Yosi Garfinkel: Heat and Light on Dating Ancient Biblical Sites
by James Tabor
Yosi Garfinkel has a not-to-be-missed essay just up at Bible & Interpretation, the premier web site in our field covering issues related to the Bible, archaeology, and interpretation. The title alone is classic and Garfinkel has much to protest: Data, Paradigms, and Paradigm-Collapse Trauma: from Biblical Archaeology to Brutal Biblical Archaeology.
With few scientific arguments to buttress their position, they [minimalists] proposed an imaginary, alternative history of biblical Israel and Judah. Instead of fostering a discussion between two competing paradigms based on the interpretation of data, the minimalists resorted to rhetoric and demagoguery, ignoring both the relevant archaeological data and the Bible.
Garfinkel’s challenge is a bold one:
Today, however, in some circles the paradigm has become more important than the data: when new data clearly show that an old paradigm is wrong, the scholars who created the flawed paradigm sometimes reject the new data and desperately attempt to keep the old paradigm alive. Articles reflecting such thinking are symptomatic of “paradigm-collapse trauma” and consist of groundless arguments, masquerading as scientific writing through footnotes, references and publication in professional journals.

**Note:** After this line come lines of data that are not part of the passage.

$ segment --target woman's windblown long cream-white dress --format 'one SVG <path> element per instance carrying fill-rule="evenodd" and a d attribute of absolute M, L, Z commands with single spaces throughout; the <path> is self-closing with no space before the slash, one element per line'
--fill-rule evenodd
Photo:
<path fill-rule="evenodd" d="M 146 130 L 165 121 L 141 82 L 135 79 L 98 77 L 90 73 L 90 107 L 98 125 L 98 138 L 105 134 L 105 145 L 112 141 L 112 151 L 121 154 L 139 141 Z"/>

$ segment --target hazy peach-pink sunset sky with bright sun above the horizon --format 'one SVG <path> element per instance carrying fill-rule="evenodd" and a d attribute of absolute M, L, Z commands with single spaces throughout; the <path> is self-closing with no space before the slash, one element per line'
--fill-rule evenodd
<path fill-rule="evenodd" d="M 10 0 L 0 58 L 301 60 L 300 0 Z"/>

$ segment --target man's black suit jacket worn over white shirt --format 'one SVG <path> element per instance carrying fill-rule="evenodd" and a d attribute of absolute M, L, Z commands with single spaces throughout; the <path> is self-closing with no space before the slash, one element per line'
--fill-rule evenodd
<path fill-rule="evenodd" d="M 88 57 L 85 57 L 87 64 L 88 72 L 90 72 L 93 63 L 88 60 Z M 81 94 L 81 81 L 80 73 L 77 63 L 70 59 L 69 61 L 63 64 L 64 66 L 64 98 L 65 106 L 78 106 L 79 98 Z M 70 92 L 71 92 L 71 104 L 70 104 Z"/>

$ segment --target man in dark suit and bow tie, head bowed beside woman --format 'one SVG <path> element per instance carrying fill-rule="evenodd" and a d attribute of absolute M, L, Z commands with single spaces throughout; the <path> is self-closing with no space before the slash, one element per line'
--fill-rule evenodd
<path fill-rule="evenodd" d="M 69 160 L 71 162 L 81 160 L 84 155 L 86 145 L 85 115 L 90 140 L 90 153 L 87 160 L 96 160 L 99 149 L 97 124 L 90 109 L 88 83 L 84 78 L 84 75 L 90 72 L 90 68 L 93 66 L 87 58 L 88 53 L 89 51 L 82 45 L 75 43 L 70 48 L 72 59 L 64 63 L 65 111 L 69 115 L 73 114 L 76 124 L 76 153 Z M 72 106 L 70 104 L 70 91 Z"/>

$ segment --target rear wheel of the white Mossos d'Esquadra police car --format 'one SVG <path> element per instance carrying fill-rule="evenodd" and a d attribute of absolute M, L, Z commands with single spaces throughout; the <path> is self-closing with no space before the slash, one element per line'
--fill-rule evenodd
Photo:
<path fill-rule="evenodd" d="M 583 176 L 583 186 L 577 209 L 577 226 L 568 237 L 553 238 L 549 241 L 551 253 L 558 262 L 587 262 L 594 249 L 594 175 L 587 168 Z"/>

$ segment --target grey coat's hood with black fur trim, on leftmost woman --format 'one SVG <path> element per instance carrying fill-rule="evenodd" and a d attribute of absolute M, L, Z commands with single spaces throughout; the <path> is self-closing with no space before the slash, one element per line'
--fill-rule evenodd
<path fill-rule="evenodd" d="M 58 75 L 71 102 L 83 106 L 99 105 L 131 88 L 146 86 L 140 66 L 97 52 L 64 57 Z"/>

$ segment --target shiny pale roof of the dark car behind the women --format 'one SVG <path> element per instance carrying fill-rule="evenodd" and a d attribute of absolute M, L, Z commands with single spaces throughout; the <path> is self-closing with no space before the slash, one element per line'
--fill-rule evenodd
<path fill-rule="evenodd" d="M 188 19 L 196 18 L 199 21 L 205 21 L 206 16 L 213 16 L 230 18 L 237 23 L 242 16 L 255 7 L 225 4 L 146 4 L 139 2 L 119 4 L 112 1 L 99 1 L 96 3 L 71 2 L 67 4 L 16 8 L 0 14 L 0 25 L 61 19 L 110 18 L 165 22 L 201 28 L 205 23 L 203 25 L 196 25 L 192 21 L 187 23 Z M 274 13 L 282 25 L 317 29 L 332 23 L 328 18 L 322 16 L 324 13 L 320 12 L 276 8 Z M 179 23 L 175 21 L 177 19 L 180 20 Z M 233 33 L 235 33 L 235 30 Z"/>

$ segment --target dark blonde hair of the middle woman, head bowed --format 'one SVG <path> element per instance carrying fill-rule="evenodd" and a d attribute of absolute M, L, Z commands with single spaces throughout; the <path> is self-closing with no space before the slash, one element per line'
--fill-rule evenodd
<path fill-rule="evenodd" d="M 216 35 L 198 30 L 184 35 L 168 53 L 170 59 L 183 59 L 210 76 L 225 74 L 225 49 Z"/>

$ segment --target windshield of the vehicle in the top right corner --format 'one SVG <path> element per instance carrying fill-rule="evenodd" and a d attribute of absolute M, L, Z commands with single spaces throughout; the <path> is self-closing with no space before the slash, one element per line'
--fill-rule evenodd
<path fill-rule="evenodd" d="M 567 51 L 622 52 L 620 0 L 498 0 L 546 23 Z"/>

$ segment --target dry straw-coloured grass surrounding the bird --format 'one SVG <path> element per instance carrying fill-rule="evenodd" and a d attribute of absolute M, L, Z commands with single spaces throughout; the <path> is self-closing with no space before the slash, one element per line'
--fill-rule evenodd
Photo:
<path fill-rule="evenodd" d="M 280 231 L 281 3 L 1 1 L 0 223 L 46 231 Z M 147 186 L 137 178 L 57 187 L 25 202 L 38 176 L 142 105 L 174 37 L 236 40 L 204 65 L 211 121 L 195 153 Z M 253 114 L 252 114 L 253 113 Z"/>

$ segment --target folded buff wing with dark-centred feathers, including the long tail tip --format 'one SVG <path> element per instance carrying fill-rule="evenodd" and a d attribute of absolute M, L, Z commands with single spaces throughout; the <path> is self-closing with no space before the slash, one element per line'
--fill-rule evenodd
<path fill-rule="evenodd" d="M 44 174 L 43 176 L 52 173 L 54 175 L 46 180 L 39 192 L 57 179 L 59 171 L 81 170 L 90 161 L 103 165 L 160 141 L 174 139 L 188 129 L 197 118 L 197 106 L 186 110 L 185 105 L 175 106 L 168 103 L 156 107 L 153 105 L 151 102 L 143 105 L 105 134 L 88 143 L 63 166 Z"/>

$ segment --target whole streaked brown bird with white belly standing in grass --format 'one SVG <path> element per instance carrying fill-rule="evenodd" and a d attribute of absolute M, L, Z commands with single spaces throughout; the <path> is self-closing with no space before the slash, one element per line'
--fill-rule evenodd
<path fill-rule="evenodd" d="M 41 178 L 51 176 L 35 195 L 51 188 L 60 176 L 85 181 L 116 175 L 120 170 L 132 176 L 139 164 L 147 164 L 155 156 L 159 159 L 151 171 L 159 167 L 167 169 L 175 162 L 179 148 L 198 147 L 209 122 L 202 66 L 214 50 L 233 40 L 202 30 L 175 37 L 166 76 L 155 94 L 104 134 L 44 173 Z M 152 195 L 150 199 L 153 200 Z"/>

His focus is on the early dating of the Iron Age site Khirbet Qeiyafa, in the Elah Valley, to the late 11th and early 10th century BCE. I have previously posted some of the spectacular finds here, and just this past May Garfinkel captured world headlines with his announcement that he had found objects related to early Judean cult worship. Last summer when Shimon Gibson and I were digging at the “John the Baptist cave” at Suba with a group of our students, Yosi visited our site and we in turn were invited to Khirbet Qeiyafa, where we were honored to be given a personal tour. Garfinkel argues that:
The cumulative weight of the data indicate that the population of the site was not Philistine, Canaanite or people from the northern Kingdom of Israel. With its dating and location in the Elah Valley, the site marks the beginning of a new era: the establishment of the biblical Kingdom of Judah.
This particular article summarizes the data to support his conclusion but more than that it protests the ugly manner in which controversial issues are vetted and differing opinions are exchanged in the every heated field we call “Biblical Archaeology.”